《知道他是大反派後我不知道怎麽笑了》


    《抓馬事件之纏上大反派》


    《千裏送人頭》


    如果之前有人告訴齊惠心她會遇到書裏大反派,她是萬萬不能和齊鳴禮走在一條道上的,她會在離開那一刻選一條完全相反的路。


    離開齊家村是為了什麽,不就是不想和那群沙比玩兒嗎,怎麽還能逃出千裏依舊遇到齊鳴禮這個齊家村的,他甚至還是書裏齊鳴仁一家視角下的究極大反派,他們全家的仇人。她是不太想見到與這一家子有關聯的人,這說明她怎麽都逃不開。


    不過此時此刻可以確認一件事,蝴蝶效應又應驗了。


    齊鳴仁本該安安分分種地,幾年之後才會想著去到袁洋縣;書裏她是十多年後要被齊大寶當作禮物送出去的聯姻對象,根本沒有童養媳一出;“齊盼弟”也壓根沒有機會和她三叔有麵對麵的機會……


    所以她這是完全改變所有人的軌跡了嗎?


    那書裏還有多少可以參照的內容。


    齊惠心少見地迷茫起來。


    眼前有一隻手在她麵前晃了晃,“迴神了,你這小孩怎麽老喜歡裝傻,你到底叫啥。”


    她對麵的人無奈地說。


    叔,有沒有可能是她現在無話可說、啞口無言、一言難盡呢,齊惠心默默注視齊鳴禮這張臉想。


    麵前這個可是真三叔。


    不過經曆船上這一遭後再去看書裏大反派,又是另一種感覺了。


    她穿的書是以齊鳴仁一家為視角,所以齊鳴禮這個人一直是他們的敵對方,他給他們一家都造成了許多直接或間接的痛,比如齊鳴仁去投奔齊鳴禮的時候遭到了他的羞辱,比如他不管他們家的死活,讓他們在新的城市裏風餐露宿,還有因為做生意的事,有時候齊鳴禮還會帶城管刁難他們,前期幾乎是賺多少罰多少,甚至有時是入不敷出……這些都展示了他對齊鳴仁一家的惡意,讓讀者對他的感官很不好。

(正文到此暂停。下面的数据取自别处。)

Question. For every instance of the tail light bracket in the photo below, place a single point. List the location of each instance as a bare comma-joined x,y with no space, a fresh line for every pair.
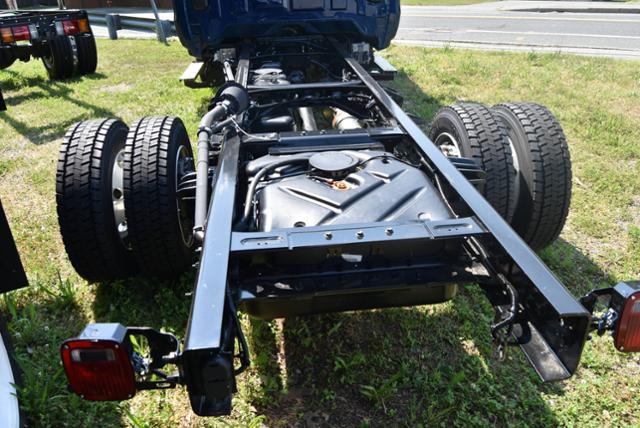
103,364
618,312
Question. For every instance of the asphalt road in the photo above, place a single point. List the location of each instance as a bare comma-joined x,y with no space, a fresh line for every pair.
490,26
505,25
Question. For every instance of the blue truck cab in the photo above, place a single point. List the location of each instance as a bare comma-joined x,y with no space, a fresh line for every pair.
207,25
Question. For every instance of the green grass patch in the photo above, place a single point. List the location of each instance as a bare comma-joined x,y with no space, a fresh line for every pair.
421,366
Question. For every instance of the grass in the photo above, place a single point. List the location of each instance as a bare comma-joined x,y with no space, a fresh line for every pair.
421,366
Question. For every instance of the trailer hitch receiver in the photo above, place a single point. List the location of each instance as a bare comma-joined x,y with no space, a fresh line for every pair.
622,317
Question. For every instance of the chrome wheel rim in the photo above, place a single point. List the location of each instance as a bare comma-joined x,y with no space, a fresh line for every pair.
117,196
448,145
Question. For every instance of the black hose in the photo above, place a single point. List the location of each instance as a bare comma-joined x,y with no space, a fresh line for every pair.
248,203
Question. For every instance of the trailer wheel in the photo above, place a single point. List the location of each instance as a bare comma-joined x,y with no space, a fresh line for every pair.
89,196
471,130
543,171
158,155
87,53
59,58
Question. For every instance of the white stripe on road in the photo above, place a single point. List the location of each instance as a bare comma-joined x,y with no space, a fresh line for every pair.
516,17
536,33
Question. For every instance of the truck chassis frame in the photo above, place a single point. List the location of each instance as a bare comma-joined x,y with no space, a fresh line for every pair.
533,309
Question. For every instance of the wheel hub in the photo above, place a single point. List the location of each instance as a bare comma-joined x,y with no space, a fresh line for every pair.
448,145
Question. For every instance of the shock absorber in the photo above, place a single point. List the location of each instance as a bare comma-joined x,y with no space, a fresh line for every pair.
232,99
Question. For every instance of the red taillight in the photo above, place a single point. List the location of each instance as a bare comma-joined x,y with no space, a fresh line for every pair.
83,26
98,369
627,334
70,27
7,35
21,32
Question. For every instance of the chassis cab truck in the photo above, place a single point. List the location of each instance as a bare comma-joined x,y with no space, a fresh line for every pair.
309,189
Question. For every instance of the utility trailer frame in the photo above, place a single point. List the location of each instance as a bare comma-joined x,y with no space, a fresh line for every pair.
533,309
551,326
29,33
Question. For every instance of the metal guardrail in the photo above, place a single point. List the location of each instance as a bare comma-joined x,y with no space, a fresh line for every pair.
114,22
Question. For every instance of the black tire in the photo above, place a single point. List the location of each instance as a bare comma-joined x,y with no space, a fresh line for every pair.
59,58
543,184
479,135
84,200
87,53
160,227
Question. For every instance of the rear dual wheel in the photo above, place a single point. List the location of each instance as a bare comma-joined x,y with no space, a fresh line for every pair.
68,55
116,197
525,155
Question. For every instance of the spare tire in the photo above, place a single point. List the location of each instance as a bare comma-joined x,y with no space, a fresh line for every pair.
543,171
90,201
158,155
472,131
59,59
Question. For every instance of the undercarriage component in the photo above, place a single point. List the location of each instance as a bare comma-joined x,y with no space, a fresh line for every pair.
543,176
348,187
315,192
61,38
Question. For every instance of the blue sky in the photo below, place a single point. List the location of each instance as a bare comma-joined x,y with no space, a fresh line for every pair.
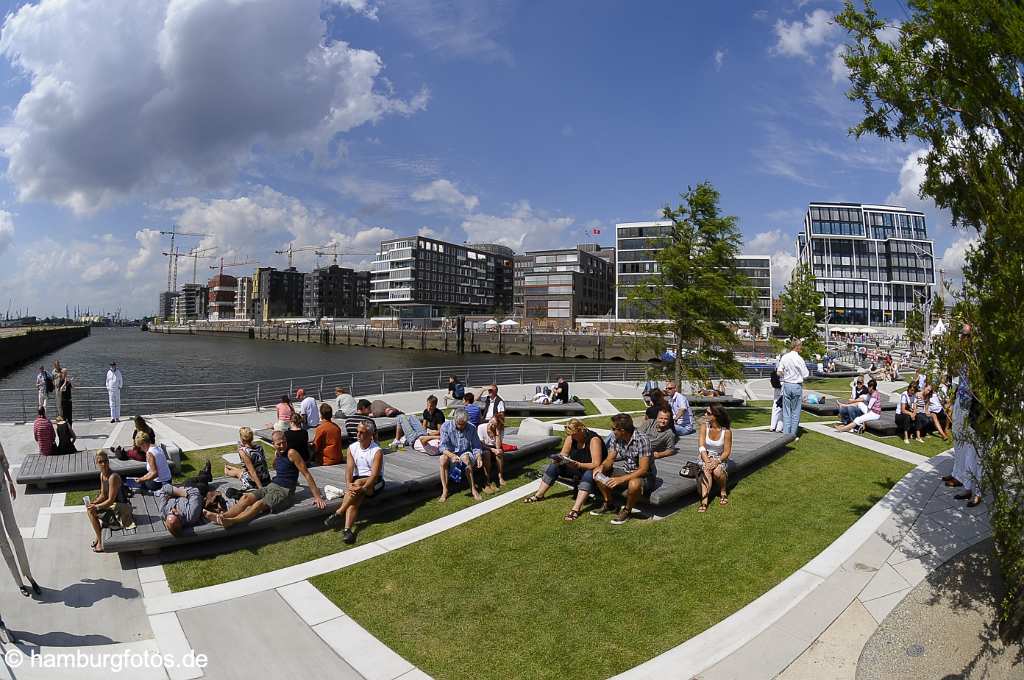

    齊惠心穿書前和普通讀者一樣對反派深惡痛絕,認為這個大反派可惡且絕情,唾棄他是個連自家兄弟都容不下的人,甚至在他公器私用的時候認為這人不配當警察。


    可一旦她深入書中,成為裏麵的人,看事情的觀念立刻變了。


    隻要和齊鳴仁一家相處過一段時間,什麽主角身份,什麽可憐之家,統統放屁,齊鳴仁這一家在她這裏就是極品。


    所以她才逃了出來。


    那時她對齊鳴禮還停留在他是大反派的印象上,直到這次和大反派不期而遇——


    身為臥底在已知有暴露風險的前提下他還是救下了和他素不相識的小孩,單這一點他就是合格的人民警察。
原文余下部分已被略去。